The Massachusetts Institute of Technology (MIT) recently posted a blog highlighting how Google is using an artificial intelligence (AI) program to optimize the design of its AI chips. The Big Tech firm is using an innovative type of algorithm to improve its chip floor planning, the process of laying out components on a module.
So far, the corporation has had remarkable success with its atypical design methodology.
The Challenge of Contemporary Chip Architecture
Traditionally, chip floor planning involves an engineer laying out a new component configuration and verifying its design with software stimulations. Designers work to balance the need for efficiency, power consumption, and footprint with the latest component configurations. As such, the process, which includes 30 hours of automated testing, is very time intensive.
Manufacturers like Google have sought to optimize their component configuration tasks to meet the demand for new, highly sophisticated machine learning (ML) CPUs.

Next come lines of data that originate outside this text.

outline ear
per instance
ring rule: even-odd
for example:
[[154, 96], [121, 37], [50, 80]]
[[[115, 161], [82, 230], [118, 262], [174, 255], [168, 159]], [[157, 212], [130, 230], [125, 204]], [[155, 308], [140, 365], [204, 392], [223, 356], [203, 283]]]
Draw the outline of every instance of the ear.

Indeed, firms are using powerful ML algorithms to optimize farming, medical treatment, solar utility development, clothing retail, and gamer humiliation. In addition, the global 5G rollout is expediting the automation of the manufacturing sector, a process that calls for new ML programs to manage autonomous operations. As different industries need programs capable of overseeing sector-specific tasks, there is a great need for customized tech stacks.
Two data scientists employed by Google recently took a novel approach chip planning; they used an AI to layout new AI chipsets.
Google’s AI Designs AI Chip Project
Google AI researchers Anna Goldie and Azalia Mirhoseini tasked a reinforcement-learning algorithm with designing new chip floor plans. Reinforcement-learning programs find new solutions to problems without a training data set. Instead, they function by addressing challenges in different ways via a reward/punishment mechanism until they find success.
Ultimately, Google’s experiment with AI chipset architecture provided a few different benefits.
Once active, Goldie and Mirhoseini’s program created thousands of new chip floor plans in a fraction of a second. The pair ran their AI’s layouts through an electronic design automation platform, which revealed its floor plans outperformed human-made configurations. The researchers also found the reinforcement-learning program discovered new methodologies engineers could use.
Given the outcome of Google’s experiment, it wouldn’t be a surprise to see other component makers employ ML algorithms to improve their chip architecture.